# 이라 하면 = 이라고 하면?



## 82riceballs

I heard 이라 하면 from this sentence:
지방이라 하면 어디죠?

And it seems like it must mean 이라고 하면... 
Do Koreans simplify 이라고 한다 into 이라 한다 very frequently? 
Are there rules for when his is simplified? (I.e. In formal/casual speech, nuance, etc)
Are there other phrases that are simplified like this? 
(I know that 이라서 is also frequently simplifies to 이라 from my Korean friends)


----------



## jakartaman

You're absolutely right!
지방이라고 하면 어디죠? --> 지방이라 하면 어디죠? --> 지방이라면 어디죠?
They are all used interchangeably. I don't see any difference in formality and nuance.

And you are correct on 이라서 = 이라.

I can't think of any other phrases.
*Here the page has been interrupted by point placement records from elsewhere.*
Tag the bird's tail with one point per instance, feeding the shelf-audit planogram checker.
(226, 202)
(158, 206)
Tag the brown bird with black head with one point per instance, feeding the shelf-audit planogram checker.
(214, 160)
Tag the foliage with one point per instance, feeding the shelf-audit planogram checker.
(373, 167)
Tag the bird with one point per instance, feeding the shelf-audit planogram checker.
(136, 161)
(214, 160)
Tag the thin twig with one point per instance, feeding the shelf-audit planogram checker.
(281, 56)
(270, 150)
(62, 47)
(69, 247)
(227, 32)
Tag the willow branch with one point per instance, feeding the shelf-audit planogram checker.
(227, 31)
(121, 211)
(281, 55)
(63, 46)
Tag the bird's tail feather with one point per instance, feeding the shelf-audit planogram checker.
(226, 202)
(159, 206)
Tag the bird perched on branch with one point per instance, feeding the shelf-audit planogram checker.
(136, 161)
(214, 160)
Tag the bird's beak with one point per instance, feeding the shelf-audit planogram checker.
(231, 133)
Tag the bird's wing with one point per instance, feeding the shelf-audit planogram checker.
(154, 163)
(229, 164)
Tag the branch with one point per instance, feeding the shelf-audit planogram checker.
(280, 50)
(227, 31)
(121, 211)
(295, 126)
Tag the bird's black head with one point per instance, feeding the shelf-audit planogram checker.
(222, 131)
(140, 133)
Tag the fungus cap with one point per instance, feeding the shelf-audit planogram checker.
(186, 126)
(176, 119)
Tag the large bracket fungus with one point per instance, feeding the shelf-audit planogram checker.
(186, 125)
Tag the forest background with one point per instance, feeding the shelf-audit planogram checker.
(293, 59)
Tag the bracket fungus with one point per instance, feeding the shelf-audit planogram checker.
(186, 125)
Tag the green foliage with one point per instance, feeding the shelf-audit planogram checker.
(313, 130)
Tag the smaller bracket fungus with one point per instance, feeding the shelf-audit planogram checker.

Maybe someone else can help you with that


----------



## 82riceballs

Got it!! Thanks


----------



## Sonya Jang

I am here to help but another user say it so clearly, haha!


----------



## Rance

-이라 is shortened form of -이라고 when it is used to quote something.
-이라고 has also other meanings in which case you should not use -이라.

김 교수는 고개를 저으며 “이 논문은 아마 통과되기 어려울걸.”_*이라고*_ 말했다. 
You can replace with 이라.

아들_*이라고*_ 하나 있는 것이 부모 속을 그렇게 썩이니.
You should not replace with 이라.


----------